After Timothy McVeigh car-bombed a federal office building in Oklahoma City in 1995, Doyle noted in 2001 – the year of McVeigh's execution – that he saw "no honor" in his actions and that "Tim McVeigh is not any sort of champion from our [the Branch Davidian survivors'] point of view". Additionally, Doyle expressed fear and concern about the fixation of the far-right and white supremacist groups on the Waco siege to the New York Times in 2015.

Doyle spoke out against Charles Pace and his claim to represent the Branch Davidian church after returning to Mount Carmel in 1994. Doyle reportedly refused him access to mementos used in the museum he built on the site in the late 1990s and early 2000s.

In 2012, Doyle published a memoir with Catherine Wessinger and Matthew D. Wittmer called A Journey to Waco. Wessinger has produced extensive oral histories from Doyle and other Branch Davidians.

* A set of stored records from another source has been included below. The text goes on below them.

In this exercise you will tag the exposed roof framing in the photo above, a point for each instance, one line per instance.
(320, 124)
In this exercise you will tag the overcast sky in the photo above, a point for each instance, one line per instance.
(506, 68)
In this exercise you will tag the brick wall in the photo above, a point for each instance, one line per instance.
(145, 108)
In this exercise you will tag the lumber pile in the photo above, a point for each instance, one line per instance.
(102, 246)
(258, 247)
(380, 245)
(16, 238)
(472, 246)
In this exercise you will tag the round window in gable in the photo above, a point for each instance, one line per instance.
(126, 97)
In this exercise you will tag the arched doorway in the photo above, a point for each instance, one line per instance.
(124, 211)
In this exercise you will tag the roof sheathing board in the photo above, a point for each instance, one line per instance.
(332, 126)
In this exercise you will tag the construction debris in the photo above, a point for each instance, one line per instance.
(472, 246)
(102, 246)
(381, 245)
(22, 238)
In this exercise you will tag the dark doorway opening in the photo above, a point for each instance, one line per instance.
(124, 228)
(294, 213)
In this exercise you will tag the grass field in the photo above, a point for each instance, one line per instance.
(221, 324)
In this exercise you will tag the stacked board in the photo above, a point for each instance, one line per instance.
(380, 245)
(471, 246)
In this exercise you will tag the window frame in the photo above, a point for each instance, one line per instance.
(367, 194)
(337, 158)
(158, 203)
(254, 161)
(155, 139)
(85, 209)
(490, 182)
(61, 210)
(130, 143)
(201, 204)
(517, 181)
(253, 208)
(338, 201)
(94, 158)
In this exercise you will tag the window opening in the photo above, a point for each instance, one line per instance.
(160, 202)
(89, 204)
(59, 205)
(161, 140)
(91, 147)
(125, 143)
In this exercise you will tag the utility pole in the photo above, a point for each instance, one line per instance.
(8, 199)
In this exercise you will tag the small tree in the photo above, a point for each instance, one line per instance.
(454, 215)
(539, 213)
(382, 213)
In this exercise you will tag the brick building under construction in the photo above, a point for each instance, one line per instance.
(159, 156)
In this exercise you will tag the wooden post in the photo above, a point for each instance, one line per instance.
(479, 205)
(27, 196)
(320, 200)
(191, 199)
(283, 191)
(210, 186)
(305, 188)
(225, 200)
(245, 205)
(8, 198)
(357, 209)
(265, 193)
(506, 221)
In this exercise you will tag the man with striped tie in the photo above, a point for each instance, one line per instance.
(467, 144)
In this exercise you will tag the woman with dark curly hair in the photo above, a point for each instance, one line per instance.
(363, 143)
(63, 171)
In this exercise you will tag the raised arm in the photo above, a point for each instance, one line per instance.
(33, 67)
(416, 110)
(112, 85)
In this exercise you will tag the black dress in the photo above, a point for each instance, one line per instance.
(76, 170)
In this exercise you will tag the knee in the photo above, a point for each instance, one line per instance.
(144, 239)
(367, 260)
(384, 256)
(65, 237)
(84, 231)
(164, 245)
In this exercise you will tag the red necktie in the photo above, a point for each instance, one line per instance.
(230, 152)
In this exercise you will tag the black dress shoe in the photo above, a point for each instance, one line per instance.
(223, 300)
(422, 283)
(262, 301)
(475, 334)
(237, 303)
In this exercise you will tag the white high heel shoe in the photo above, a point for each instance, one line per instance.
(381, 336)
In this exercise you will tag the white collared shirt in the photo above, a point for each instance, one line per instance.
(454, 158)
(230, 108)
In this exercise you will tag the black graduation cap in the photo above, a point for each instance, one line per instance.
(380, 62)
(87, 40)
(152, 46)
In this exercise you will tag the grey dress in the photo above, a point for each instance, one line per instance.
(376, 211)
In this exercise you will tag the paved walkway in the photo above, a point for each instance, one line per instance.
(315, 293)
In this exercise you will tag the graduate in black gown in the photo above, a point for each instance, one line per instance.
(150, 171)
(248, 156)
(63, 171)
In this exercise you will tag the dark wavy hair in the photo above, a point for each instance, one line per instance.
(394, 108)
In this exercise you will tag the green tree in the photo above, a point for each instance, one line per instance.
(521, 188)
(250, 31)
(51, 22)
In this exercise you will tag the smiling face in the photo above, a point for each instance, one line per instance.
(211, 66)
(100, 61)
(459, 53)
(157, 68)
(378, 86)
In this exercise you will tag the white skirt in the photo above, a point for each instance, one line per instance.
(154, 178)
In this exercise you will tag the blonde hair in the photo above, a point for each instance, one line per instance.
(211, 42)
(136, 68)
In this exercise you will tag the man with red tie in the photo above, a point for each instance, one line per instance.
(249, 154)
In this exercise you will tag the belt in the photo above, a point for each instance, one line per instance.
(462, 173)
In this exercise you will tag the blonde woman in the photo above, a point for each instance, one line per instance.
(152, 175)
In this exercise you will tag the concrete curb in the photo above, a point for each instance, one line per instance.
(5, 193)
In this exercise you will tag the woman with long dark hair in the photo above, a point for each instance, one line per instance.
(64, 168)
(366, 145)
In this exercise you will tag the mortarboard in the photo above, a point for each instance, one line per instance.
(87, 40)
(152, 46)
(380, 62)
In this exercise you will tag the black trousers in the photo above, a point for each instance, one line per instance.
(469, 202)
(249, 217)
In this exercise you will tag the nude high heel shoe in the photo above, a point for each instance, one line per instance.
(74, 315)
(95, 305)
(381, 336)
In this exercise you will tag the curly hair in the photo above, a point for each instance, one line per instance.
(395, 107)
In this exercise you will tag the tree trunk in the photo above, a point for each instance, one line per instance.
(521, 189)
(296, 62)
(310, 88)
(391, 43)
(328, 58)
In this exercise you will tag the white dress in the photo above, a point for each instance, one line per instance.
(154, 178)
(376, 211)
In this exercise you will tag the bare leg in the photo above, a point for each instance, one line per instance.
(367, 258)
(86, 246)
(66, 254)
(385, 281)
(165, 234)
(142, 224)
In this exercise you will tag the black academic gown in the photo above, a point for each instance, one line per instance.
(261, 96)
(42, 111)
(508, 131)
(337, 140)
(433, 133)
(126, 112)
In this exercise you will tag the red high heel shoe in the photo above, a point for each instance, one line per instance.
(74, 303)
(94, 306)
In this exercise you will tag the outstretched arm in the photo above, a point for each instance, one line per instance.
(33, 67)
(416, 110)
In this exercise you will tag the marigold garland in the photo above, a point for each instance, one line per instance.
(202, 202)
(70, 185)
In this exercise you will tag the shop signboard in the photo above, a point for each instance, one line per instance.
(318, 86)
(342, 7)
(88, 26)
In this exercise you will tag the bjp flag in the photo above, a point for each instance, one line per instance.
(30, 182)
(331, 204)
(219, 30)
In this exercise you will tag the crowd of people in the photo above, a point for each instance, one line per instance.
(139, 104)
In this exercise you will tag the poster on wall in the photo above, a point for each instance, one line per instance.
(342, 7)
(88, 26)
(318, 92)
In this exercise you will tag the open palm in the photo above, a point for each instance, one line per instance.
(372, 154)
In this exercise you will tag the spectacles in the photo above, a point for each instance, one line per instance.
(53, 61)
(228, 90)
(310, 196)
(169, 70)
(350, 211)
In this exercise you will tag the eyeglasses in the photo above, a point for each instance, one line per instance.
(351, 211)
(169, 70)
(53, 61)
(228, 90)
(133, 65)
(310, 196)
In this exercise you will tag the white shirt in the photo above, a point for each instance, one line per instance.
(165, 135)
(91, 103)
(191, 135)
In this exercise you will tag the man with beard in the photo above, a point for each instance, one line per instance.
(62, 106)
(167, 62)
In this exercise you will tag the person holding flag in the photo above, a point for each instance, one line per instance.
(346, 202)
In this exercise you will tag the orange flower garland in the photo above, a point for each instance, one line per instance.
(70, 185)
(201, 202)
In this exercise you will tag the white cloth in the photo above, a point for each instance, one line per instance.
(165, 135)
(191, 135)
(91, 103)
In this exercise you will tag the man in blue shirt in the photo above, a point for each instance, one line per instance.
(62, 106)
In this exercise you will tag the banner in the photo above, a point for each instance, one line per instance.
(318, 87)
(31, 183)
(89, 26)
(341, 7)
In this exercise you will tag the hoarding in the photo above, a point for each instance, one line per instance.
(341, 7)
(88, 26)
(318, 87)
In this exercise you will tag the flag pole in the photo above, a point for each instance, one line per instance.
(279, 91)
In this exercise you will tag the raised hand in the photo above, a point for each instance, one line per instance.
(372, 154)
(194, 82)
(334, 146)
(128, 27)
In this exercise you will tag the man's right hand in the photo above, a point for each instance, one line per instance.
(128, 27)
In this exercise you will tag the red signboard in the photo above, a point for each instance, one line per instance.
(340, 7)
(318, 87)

Doyle was an active participant in various memorial and anniversary services for the end of the Waco siege.

== Personal life ==
In 1998, New York Times reported that Doyle worked at a store called Waco Natural Foods where he managed the herb displays. In 2011, CNN reported he worked in a thrift store in Waco.

Doyle remained faithful to David Koresh, the Branch Davidian's leader who died in the 19 April fire, even after his death. In 2020, Doyle told Mirror (London) that he believed that God was responsible for the siege and not Koresh or anyone else. Doyle believed that Koresh will be resurrected.

==Death==
Doyle died of pancreatic cancer on 8 June 2022, in Waco, aged 81.